Présentation de clientèle libérale sans cessation ne vaut pas cession !
Dans un arrêt inédit, une cour administrative d’appel décide qu’une indemnité de présentation de clientèle libérale (en l’occurrence, une patientèle médicale) peut ne pas avoir la nature d’une plus-value, mais d’une recette comprise dans le résultat, lorsque le propriétaire de la clientèle poursuit son activité professionnelle dans les mêmes conditions.
les faits et la procÉdure
En l’espèce, le docteur C., médecin généraliste relevant du régime des bénéfices non commerciaux (BNC), avait conclu une convention de présentation de sa clientèle avec un confrère, le docteur A, qui intégrait le même cabinet médical.
Dans le cadre de cette convention, le docteur C. s’était engagé pour 2 ans à présenter le docteur A. à sa clientèle, en lui donnant accès sans réserve au fichier de ses patients et en lui accordant l'exclusivité de traiter cette clientèle pendant ses absences et pendant les gardes du docteur A. En contrepartie de cet engagement, le docteur C. avait perçu une indemnité de 13 400 €, qu’il n’avait pas déclarée parmi ses recettes imposables.
À l’issue d’un contrôle sur pièces, l’administration fiscale avait réintégré cette indemnité dans les recettes imposables du docteur C.
Celui-ci avait contesté devant la juridiction administrative le rehaussement notifié, au motif que cette indemnité rémunérait, selon lui, une cession partielle de clientèle et relevait par conséquent du régime des plus-values professionnelles à long terme, qui ne doivent pas être comprises dans le résultat d’exploitation de l’exercice.
Le docteur C. s’était notamment prévalu de la prise de position administrative qui prend acte du fait que les tribunaux reconnaissent la validité de certaines conventions de présentation de clientèle libérale (BOI-BNC-BASE-30-10, n° 110).
la solution rendue
Dans un arrêt du 16 novembre 2021 (n° 20NT02147), inédit au recueil Lebon, la cour administrative d’appel Nantes déboute le docteur C.
Elle rappelle pour commencer la distinction à opérer entre :
- les indemnités perçues en réparation d'un préjudice et destinées à compenser des charges et des pertes déductibles ou des pertes de recettes taxables, qui entrent dans les recettes composant le BNC défini à l'article 93 du Code général des impôts ;
- et celles perçues en contrepartie de la perte ou de la dépréciation d'un élément d'actif, qui relèvent du régime des plus-values professionnelles.
La Cour relève ensuite que le docteur C ayant poursuivi sa profession à temps plein, la convention de présentation de clientèle « ne peut pas avoir pour objet une cession de sa clientèle mais facilite seulement l'installation du docteur A. L'indemnité ne rémunérait pas la cession d'un actif immobilisé mais constituait ainsi une recette professionnelle destinée à compenser la diminution de son activité résultant de l'arrivée d'un nouveau médecin.

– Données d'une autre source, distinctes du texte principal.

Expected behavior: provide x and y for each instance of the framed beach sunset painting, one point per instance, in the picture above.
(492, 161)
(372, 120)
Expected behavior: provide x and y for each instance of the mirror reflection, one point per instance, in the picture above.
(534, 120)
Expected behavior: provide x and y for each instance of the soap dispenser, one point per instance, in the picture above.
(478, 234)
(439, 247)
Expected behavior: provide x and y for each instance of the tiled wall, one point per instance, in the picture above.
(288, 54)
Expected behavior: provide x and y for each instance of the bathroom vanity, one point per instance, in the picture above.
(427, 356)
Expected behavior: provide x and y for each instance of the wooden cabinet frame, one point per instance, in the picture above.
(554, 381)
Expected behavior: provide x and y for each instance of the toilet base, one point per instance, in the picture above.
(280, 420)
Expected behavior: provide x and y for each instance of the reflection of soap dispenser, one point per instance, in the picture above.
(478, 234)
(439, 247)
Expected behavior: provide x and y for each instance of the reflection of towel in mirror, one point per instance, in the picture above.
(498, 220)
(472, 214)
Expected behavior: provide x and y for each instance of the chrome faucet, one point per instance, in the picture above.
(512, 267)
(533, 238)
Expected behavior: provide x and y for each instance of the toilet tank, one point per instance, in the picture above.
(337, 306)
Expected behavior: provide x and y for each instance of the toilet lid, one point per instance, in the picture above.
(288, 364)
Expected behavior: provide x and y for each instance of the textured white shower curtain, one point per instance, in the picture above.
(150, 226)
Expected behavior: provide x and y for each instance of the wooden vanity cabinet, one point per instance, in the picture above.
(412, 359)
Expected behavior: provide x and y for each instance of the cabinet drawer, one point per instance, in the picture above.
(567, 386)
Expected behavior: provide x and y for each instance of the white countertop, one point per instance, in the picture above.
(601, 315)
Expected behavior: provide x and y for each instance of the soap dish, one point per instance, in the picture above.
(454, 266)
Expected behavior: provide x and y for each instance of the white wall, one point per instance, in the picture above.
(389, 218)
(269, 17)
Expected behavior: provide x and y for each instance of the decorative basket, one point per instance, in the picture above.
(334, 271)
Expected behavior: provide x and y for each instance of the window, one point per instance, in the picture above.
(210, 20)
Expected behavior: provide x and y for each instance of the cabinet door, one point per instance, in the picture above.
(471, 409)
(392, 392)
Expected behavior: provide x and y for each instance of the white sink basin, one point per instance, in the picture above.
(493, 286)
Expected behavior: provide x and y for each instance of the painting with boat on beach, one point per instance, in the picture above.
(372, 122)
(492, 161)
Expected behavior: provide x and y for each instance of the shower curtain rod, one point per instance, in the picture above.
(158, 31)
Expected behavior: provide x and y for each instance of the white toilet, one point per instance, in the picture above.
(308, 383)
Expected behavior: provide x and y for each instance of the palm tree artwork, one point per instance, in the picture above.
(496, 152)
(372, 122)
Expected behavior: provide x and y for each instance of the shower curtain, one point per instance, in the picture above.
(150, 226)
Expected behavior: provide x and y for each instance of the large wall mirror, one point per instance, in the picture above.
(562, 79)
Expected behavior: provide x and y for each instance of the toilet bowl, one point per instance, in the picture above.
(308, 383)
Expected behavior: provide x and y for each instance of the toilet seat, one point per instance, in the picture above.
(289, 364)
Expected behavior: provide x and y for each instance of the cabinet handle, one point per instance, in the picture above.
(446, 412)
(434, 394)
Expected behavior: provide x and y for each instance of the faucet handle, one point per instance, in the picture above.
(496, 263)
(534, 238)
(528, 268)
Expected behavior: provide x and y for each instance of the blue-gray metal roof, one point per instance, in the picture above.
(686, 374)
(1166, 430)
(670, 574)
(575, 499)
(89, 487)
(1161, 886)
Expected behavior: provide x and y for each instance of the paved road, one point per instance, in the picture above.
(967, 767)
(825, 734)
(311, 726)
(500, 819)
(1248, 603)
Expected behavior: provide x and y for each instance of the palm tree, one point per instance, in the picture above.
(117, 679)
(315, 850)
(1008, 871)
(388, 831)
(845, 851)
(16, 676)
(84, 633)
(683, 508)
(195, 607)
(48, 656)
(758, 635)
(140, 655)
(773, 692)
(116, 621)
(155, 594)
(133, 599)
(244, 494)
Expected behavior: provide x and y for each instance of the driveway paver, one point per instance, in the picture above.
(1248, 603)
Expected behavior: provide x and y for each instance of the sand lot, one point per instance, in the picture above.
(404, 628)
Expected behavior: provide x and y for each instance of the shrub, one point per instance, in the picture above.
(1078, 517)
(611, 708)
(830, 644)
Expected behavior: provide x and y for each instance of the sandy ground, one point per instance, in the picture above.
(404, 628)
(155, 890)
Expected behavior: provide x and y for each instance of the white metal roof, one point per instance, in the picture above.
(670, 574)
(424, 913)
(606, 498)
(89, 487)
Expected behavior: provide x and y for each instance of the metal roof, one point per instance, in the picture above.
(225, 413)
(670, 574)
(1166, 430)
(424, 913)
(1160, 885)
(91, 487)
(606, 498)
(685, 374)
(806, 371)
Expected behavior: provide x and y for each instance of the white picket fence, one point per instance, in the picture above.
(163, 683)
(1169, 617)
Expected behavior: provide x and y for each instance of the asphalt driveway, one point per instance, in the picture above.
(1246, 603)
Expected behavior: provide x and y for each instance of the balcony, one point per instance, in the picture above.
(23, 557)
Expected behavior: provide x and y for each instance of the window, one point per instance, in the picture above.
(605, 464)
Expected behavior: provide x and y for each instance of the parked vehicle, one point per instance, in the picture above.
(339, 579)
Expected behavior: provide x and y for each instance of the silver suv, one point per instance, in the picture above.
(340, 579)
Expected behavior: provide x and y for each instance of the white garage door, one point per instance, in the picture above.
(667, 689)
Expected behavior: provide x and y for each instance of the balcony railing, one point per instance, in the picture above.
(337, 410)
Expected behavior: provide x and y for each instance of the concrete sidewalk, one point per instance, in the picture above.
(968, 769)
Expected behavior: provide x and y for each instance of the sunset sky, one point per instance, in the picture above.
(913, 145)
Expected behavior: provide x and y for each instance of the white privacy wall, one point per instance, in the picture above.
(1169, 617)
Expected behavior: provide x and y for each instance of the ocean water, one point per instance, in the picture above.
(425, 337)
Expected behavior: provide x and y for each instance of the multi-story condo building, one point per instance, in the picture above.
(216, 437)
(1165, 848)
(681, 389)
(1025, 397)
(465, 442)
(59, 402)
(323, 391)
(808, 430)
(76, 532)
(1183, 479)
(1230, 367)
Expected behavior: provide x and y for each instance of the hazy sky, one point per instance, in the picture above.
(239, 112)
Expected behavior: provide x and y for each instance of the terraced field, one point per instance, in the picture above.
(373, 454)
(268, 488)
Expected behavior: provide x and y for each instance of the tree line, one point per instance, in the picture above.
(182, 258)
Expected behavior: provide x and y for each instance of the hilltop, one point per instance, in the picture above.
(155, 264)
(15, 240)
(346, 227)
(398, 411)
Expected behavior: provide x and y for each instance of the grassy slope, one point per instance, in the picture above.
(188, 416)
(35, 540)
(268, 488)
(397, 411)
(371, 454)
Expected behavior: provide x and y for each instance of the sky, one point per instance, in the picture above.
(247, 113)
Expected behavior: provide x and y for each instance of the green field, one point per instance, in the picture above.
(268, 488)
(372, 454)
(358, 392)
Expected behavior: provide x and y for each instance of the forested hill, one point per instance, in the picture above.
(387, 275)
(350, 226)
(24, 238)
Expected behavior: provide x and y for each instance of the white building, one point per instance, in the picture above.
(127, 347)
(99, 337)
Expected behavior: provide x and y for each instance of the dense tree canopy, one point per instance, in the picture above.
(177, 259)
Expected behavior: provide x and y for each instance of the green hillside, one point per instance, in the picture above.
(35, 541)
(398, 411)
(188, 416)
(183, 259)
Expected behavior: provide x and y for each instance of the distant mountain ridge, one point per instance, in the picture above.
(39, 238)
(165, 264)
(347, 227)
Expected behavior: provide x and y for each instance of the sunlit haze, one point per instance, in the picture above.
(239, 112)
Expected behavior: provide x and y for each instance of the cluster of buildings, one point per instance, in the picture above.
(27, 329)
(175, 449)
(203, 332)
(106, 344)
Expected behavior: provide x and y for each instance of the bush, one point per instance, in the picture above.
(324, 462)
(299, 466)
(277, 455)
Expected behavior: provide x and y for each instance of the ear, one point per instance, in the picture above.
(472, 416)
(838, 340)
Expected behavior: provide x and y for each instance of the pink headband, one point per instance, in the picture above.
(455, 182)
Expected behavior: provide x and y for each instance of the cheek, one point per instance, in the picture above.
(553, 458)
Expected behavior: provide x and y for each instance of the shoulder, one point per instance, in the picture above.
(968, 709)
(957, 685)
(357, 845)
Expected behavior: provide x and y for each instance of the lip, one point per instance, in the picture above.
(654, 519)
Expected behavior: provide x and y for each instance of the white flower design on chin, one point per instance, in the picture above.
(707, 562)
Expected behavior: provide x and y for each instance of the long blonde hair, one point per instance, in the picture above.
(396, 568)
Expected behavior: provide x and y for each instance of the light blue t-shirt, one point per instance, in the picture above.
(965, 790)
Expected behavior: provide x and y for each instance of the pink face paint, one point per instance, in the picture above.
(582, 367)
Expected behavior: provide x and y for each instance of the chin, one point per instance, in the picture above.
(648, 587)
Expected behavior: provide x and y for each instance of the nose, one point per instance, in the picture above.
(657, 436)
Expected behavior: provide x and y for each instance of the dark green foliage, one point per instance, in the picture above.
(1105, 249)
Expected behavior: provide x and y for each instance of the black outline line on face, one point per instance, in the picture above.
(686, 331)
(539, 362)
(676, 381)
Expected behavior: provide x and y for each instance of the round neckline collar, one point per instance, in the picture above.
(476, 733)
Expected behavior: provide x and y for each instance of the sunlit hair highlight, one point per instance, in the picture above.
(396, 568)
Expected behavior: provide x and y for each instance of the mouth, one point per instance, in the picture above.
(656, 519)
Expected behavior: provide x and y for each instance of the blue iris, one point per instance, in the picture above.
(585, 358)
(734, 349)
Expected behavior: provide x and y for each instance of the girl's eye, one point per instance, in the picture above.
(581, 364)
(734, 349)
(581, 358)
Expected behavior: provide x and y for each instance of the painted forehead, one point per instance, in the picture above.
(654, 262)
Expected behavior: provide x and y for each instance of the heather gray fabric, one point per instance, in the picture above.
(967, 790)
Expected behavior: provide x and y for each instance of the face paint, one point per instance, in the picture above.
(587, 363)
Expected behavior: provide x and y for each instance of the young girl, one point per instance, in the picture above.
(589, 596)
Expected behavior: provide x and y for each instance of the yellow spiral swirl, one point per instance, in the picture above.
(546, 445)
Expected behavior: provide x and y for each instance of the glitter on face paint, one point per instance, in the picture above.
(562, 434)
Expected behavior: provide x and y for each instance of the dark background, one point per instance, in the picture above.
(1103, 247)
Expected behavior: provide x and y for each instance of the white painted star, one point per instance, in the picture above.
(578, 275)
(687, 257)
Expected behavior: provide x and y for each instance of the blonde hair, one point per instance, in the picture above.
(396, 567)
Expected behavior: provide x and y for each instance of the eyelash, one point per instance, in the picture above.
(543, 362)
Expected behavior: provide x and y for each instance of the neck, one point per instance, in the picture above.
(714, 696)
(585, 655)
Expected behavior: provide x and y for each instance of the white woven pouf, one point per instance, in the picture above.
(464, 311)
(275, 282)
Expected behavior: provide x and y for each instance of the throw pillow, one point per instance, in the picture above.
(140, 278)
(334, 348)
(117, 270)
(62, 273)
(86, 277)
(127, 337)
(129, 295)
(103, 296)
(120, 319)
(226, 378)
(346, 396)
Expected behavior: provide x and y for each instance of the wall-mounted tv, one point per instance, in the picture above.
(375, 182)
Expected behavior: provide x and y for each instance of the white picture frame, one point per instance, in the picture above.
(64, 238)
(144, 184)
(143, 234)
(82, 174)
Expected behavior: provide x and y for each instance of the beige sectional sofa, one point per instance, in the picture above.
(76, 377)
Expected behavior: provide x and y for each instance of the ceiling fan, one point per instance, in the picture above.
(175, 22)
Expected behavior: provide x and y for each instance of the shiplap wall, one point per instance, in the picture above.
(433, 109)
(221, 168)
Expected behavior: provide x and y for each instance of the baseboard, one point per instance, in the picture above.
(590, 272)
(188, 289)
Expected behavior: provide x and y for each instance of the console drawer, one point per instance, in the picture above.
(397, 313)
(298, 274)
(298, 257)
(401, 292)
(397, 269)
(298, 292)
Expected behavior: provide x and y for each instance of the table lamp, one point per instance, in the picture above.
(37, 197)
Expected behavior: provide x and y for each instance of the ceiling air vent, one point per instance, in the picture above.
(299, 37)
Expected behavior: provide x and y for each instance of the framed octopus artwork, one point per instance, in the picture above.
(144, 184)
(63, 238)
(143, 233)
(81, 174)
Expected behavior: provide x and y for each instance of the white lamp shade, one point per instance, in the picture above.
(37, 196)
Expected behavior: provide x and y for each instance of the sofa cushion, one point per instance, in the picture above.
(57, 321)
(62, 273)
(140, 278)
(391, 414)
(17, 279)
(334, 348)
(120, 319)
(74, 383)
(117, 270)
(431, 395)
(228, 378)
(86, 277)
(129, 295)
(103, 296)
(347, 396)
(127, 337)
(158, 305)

Elle doit être regardée comme un supplément de revenus imposables au taux de droit commun, compris dans les bénéfices non commerciaux du docteur C. »
Enfin, la Cour estime que cette solution n’étant pas contraire à la position administrative admettant la licéité des conventions de présentation de successeur, le docteur A. ne pouvait pas s’en prévaloir pour contester le rehaussement notifié.
À NOTER
Bien que rendue à l’égard d’une convention de présentation d’une patientèle médicale, cette solution, qui est fondée sur les règles générales d’imposition des BNC, nous semble transposable sans difficulté à toute convention de présentation de clientèle libérale, notamment d’avocats, dès lors que le cédant poursuit son activité professionnelle dans les mêmes conditions (exerce à temps plein, dans les mêmes locaux ou à proximité immédiate).